FIGURE 2. Pairwise sequence comparisons of ORFs flanking phyl-A (A) and phyl-D (B) group phyllogens. Genomic structures are represented as in Figure 1B. Pairwise amino acid sequence identities between phytoplasma species/strains are represented by heatmaps. Strain names are shown on the left and below the heatmaps; full names are listed in Supplementary Table S1. Stripes on the heatmap indicate that truncated genes were used in the analysis. The absence of an ORF from the corresponding genomic region of the NCHU2019 strain is indicated in gray. Results are shown for one of two phyllogens for ‘Ca. P. ziziphi’ and one of three phyllogens for ‘Ca. P. luffae.’

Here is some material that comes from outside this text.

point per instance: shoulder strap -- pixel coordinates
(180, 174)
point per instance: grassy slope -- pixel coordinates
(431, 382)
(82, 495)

The phylogenetic relationships among ‘Ca. P. asteris’ strains containing phyllogens were complex

Next, we focused on relationships among phyllogens in ‘Ca. P. asteris’ because sequence information and genetic diversity were richer in ‘Ca. P. asteris’ than in other phytoplasma species (Iwabuchi et al., 2020). Although many strains related to ‘Ca. P. asteris’ had phyl-A group phyllogens, several strains had phyl-D group phyllogens.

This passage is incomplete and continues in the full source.